PG&E says the change is needed because people in many parts of the state — particularly areas where boiling summer temperatures result in heavy use of air conditioners — have been hit with excessively high rate increases in recent years. But over the same period, said company spokesman Jonathan Marshall, rates have failed to keep pace with inflation for other customers, including many in the Bay Area.

"The increase in costs we've seen have fallen almost entirely on higher-use customers, and while that has the benefit of promoting energy conservation, it's gotten to the point where it is no longer equitable," he said.

But advocates for some consumer and environmental groups said the proposal, which must be approved by the California Public Utilities Commission, would discourage PG&E customers from cutting back on electricity use.

"People who are low energy users will be penalized," while rewarding "people who by their own admission are the very highest end users," said Mark Toney, executive director of The Utility Reform Network, which closely monitors energy rates. "We just don't see how that makes sense."
Under its proposal, PG&E says customers who consume the statewide average of 550 kilowatts of electricity a month — typical in Silicon Valley and much of the Bay Area — would see their monthly electricity bill rise $10.73 to $88.13.

By contrast, the monthly bill for consumers using 1,500 kilowatts would decline an average of $108.62 to $371.46. Some people in the Bay Area use that much energy, although it is more common for residents in areas subject to higher extremes in temperature.

The proposed change is expected to be debated by the commission through the rest of this year. If it's approved, PG&E hopes to put it into effect in May 2011.
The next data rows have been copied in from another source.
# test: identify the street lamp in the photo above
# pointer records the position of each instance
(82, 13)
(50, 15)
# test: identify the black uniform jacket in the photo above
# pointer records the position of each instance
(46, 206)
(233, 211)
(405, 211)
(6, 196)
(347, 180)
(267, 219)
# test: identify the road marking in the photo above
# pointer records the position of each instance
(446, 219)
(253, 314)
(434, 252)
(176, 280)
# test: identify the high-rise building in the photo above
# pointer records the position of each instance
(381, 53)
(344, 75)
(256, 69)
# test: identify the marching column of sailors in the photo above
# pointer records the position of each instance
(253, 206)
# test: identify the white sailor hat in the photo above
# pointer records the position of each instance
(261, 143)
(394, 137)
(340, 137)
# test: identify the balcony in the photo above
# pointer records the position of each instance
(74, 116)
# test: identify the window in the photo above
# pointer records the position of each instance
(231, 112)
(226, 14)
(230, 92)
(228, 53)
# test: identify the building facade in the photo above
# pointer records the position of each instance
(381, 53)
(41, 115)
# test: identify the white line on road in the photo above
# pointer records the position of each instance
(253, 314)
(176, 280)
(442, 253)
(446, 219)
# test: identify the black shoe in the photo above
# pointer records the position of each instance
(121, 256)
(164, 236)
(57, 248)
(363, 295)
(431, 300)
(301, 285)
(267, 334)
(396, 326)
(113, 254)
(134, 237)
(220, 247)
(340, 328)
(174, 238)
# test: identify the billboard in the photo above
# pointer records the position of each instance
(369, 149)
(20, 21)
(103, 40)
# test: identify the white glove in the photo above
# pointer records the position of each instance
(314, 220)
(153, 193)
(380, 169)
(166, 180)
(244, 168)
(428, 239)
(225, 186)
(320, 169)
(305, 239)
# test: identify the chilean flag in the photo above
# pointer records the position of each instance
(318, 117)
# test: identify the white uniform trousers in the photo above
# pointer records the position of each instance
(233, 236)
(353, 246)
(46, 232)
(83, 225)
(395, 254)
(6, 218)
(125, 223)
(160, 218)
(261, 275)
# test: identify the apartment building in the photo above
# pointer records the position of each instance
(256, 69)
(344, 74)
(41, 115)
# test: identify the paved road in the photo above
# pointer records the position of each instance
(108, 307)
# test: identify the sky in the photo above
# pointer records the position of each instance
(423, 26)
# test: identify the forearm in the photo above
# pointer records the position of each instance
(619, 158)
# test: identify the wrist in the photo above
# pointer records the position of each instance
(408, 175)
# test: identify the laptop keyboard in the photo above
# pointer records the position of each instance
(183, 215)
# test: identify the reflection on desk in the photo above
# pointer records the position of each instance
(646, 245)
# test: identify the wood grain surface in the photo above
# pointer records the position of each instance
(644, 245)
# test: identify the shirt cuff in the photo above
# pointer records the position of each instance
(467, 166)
It would essentially flatten rates within the utility's service area by changing the current five-tier rate system, where high-electricity using customers at the top tier pay nearly 50 cents per kilowatt hour and low-electricity users in the bottom tier pay about 12 cents per kilowatt hour.
That would change to a three-tier system, with those in the top category paying slightly less than 30 cents per kilowatt hour. The rate for the bottom two tiers would remain the same, but many customers who are now in those two tiers would be placed in a higher tier and, as a result, pay a higher electricity rate.
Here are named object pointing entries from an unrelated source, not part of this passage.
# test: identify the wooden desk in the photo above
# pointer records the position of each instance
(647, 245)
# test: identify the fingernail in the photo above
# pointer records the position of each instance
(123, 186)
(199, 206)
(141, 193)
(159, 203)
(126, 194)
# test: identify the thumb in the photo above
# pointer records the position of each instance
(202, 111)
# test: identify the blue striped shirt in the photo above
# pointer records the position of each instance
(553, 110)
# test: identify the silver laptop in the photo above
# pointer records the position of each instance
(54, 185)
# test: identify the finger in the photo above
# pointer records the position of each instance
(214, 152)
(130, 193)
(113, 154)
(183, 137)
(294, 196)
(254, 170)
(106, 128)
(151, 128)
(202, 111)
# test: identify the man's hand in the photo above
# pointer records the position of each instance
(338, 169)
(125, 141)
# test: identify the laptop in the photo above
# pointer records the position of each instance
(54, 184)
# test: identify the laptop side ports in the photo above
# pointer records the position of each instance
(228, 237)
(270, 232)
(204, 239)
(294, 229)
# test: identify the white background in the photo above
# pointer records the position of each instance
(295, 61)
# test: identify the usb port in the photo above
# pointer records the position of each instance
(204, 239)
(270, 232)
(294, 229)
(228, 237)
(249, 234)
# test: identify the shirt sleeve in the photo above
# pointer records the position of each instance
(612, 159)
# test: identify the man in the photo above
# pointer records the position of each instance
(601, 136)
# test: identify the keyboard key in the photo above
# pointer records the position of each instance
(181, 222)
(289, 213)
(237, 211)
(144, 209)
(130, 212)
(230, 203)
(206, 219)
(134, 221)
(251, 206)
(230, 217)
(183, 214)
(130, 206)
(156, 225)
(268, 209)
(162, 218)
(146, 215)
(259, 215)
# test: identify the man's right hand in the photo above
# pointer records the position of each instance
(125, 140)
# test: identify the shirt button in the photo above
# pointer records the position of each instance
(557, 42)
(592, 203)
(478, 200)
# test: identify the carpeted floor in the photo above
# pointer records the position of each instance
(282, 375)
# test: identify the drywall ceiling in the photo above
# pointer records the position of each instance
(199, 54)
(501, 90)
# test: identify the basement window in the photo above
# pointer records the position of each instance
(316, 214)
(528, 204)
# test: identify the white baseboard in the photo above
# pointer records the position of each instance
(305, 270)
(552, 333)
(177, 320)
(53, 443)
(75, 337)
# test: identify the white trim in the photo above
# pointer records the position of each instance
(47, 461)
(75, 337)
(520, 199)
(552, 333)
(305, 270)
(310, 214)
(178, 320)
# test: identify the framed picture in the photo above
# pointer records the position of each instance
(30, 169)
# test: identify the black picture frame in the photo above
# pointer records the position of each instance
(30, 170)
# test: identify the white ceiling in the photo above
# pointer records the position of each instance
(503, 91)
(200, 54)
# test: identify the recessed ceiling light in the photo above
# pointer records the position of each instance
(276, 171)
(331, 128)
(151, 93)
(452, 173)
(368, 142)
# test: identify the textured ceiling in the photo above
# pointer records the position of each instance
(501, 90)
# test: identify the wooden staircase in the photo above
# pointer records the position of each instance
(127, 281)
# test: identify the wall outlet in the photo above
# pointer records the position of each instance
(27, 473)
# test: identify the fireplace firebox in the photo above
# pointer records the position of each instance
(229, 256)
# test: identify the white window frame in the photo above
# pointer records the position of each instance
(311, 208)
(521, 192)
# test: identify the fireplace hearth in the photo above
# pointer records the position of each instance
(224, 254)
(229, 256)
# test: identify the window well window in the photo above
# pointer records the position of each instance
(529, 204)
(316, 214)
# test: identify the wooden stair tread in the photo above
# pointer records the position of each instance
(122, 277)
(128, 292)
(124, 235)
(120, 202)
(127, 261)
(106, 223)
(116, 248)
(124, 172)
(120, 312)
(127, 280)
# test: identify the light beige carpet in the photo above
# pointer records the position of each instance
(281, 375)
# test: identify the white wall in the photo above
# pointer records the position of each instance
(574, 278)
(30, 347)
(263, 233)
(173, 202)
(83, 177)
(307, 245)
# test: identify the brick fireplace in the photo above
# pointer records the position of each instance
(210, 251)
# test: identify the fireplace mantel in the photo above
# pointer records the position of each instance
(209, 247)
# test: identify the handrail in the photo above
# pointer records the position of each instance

PG&E also is proposing a flat monthly service fee to cover some of its costs. The fee, which PG&E says is similar to what other utilities charge, would be $3 for most customers and $2.40 for low-income residents who qualify for the California Alternative Rates for Energy program.
Although some PG&E customers in the highest rate tier live in cold areas, most tend to be in hot parts of the state where sweltering temperatures send air conditioner use soaring. Utility charges have aroused such concern in Kern County that the board of supervisors is seeking voter approval in November to obtain electricity from a supplier other than PG&E.

PG&E spokesman Marshall said the utility proposed the change because many top-tier residents think the current system is unfair "and we agree with them." He stressed that PG&E would not make more money by reshuffling the rates and imposing the service fee.
Severin Borenstein, who co-directs UC Berkeley's Energy Institute, said he believes PG&E's proposal is warranted.
He said tiered rates can be beneficial to some poor people because they tend to use electricity more sparingly than others. But people in higher tiers aren't always persuaded to keep their lights low because "it's probably too complex a system" for them to understand, he said, adding that high-tier customers "are being charged inequitably."

However, Jim Metropulos, a senior advocate for the Sierra Club, said he feared the PG&E plan "would discourage conservation." He favored having PG&E set rates based on the microclimates of specific areas and use more renewable energy sources "rather than just stick people in this simplistic, non-climate-sensitive rate structure."